Brent crude in London was down $3 at $112.39 at midday while in New York crude oil fell back under $100 per barrel as traders bet that a massive earthquake in Japan would slash the country’s crude imports.
“The demand for oil [in Japan] could be lower, at least temporarily, because of the earthquake,” said Commerzbank analyst Carsten Fritsch.
“After China and the US, Japan is the world’s third biggest consumer of commodities and is dependent on imports for virtually all commodities.”
The biggest earthquake to hit Japan since records began 140 years ago struck the northeast coast, triggering a 30-foot high tsunami that swept away everything in its path, including houses, ships, cars and farm buildings.
Crude futures also slumped as Saudi Arabia launched a massive security operation in a menacing show of force to deter protesters from a planned a “Day of Rage” to press for democratic reform in the world’s biggest oil exporter.
Illegal demonstrations were supposed to start after Muslim Friday prayers at noon but as the mosques emptied there were no signs of rallies, with security men manning checkpoints in key locations across several cities.
OPEC on Friday warned that high prices could dampen demand later this year, as the oil cartel upgraded only slightly its 2011 world demand growth estimate.
The Organization of Petroleum Exporting Countries said it was pencilling in world oil demand growth of 1.44m barrels per day (bpd), or 1.67pc, to 87.83m bpd for this year.
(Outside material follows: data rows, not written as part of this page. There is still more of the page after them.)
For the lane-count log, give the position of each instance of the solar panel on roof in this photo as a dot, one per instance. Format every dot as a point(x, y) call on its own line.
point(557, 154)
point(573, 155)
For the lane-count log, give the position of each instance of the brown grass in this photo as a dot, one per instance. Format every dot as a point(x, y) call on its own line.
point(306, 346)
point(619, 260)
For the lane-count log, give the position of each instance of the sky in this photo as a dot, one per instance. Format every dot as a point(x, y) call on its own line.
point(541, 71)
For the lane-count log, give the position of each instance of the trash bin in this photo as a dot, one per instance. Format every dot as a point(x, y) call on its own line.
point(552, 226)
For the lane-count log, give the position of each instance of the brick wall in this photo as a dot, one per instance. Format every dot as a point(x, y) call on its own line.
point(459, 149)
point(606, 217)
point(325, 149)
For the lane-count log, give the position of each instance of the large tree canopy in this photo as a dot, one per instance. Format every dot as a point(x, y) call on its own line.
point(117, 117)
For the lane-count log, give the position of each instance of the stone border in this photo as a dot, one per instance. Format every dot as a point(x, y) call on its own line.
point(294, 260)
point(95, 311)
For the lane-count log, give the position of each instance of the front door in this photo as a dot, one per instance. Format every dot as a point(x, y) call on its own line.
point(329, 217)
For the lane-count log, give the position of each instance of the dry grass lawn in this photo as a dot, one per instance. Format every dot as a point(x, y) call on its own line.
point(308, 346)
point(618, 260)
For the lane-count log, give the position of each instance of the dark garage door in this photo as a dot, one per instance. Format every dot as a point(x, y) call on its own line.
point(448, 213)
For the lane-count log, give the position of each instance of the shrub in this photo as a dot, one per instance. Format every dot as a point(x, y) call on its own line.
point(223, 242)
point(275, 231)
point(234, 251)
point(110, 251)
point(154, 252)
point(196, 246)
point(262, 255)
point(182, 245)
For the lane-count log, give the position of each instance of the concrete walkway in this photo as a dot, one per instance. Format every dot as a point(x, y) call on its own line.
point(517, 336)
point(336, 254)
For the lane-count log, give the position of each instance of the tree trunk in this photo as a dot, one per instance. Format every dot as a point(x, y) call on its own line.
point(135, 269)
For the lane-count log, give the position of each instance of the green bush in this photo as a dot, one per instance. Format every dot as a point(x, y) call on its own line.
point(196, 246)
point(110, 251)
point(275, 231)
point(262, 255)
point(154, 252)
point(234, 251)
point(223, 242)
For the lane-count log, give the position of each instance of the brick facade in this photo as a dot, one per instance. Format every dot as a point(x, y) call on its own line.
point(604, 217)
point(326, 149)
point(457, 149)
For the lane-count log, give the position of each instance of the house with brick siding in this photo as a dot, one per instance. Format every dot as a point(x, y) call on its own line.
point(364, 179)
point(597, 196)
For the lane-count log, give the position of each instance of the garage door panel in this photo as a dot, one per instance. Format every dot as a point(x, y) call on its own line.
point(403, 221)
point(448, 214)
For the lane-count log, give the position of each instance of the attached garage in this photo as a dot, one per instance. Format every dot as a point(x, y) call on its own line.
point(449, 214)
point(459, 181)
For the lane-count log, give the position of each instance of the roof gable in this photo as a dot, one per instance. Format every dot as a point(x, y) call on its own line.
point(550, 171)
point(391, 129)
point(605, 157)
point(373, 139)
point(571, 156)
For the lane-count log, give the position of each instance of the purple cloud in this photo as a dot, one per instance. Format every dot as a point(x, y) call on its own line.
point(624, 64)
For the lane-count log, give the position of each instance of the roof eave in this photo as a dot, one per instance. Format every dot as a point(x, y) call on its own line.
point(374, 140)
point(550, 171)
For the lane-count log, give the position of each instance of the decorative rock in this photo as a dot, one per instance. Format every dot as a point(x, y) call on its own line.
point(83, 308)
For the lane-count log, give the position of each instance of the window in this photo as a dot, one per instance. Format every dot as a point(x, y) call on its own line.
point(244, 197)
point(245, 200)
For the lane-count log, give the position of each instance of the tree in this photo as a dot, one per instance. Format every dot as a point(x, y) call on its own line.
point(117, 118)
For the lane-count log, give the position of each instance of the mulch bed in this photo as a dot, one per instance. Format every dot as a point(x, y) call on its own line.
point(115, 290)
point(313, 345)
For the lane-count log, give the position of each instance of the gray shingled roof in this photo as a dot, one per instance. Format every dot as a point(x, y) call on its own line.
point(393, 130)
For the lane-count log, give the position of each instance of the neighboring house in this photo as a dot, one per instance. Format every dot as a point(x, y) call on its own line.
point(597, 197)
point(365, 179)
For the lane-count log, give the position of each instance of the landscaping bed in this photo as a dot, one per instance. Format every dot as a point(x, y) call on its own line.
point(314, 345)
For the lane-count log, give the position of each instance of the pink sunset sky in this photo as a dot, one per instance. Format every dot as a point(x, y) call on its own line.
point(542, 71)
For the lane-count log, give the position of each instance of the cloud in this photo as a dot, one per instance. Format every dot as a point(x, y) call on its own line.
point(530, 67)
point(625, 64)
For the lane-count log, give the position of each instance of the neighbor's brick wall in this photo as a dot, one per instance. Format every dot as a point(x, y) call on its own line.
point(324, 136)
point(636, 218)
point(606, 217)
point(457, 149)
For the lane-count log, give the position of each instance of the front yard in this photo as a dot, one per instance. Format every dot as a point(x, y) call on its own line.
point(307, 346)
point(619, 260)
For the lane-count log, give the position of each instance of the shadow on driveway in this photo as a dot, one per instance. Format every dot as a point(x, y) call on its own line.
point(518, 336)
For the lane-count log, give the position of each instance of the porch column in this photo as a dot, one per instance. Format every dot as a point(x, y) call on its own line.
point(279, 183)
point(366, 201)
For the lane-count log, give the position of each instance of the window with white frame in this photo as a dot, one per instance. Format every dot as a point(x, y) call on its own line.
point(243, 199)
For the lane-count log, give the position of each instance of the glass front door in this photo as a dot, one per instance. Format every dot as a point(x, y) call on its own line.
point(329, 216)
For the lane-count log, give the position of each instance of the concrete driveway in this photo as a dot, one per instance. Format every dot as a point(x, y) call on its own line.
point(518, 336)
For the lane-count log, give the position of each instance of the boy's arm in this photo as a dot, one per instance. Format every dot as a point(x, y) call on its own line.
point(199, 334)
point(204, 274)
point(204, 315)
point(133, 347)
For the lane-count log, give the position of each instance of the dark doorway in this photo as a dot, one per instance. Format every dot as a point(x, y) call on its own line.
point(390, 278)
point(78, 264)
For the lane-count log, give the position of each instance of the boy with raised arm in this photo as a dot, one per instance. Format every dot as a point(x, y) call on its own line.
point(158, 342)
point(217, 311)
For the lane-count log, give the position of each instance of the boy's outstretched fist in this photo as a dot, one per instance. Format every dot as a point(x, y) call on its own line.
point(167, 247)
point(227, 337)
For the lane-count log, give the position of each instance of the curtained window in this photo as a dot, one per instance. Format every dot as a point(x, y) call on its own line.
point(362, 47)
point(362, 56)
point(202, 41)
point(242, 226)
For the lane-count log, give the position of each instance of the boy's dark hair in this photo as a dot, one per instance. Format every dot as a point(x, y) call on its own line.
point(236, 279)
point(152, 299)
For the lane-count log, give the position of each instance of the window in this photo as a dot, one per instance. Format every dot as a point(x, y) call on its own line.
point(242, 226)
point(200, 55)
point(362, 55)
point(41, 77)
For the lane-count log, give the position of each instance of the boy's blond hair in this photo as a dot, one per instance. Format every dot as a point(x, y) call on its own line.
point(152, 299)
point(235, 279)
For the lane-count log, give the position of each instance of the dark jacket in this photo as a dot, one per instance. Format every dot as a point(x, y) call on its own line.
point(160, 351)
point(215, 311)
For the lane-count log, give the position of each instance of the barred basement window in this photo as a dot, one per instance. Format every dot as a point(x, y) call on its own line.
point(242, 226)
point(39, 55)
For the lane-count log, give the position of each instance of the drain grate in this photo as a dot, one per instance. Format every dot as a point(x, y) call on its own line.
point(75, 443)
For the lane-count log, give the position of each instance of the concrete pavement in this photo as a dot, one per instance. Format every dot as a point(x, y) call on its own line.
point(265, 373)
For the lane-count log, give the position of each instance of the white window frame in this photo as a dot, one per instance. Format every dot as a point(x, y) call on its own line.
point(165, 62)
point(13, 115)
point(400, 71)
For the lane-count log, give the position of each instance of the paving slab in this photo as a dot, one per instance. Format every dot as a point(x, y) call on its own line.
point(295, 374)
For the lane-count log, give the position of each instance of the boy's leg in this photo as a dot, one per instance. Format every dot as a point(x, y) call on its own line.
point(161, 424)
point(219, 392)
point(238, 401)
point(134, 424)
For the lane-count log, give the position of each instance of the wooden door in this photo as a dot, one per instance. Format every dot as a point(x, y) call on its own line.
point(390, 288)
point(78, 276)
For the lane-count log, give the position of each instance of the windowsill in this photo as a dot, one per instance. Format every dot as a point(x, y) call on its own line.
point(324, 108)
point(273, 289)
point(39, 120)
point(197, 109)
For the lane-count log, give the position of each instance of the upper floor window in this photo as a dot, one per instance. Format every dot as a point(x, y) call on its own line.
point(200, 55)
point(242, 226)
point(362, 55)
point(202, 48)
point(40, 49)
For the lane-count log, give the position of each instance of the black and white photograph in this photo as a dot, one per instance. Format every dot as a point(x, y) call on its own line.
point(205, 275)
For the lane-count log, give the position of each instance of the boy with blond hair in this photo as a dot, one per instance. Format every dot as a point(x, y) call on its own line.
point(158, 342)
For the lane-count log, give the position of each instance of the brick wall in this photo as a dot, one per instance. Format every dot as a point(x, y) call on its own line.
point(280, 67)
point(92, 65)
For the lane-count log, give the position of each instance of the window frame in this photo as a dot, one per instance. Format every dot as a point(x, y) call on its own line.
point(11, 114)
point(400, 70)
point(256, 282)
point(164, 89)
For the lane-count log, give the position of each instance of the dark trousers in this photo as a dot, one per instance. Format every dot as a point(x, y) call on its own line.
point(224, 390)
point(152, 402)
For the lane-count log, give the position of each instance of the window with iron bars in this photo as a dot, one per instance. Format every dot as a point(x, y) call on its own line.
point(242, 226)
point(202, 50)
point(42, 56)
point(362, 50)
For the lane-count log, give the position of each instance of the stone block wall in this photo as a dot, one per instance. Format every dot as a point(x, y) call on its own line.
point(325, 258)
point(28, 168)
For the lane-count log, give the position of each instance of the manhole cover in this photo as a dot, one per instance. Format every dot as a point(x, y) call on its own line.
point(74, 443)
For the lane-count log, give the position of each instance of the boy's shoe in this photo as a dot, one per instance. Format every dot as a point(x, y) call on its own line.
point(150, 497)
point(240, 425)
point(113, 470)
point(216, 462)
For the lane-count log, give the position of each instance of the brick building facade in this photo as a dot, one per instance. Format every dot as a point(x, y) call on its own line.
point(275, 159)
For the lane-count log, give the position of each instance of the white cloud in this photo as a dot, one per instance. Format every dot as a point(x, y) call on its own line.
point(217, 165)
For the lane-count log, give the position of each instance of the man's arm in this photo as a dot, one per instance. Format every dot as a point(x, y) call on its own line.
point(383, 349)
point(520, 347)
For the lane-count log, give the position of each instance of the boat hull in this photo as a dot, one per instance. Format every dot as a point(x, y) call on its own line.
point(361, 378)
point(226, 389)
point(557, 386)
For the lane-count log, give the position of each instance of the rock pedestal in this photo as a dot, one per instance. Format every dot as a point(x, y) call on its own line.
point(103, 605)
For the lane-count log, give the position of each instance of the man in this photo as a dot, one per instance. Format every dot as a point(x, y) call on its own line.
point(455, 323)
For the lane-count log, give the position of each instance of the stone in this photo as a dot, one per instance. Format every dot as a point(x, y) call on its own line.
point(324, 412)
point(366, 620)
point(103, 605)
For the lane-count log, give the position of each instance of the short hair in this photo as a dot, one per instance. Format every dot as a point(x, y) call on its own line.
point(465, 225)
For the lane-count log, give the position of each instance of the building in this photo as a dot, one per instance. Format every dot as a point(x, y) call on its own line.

That represents only a marginal upward revision from 1.62pc.
Gold was on track for its biggest weekly decline since early January, down about $30 since hitting a lifetime high of $1,444.40 a troy ounce on Monday. Spot gold was $1,413 a ounce in London in early afternoon trading.
“Gold is trading off oil, but Japan’s earthquake and tension in the Middle East is helping,” said Andrey Kryuchenkov, an analyst at VTB Capital. “Markets are nervous also with a planned ‘day of rage’ in Saudi Arabia.”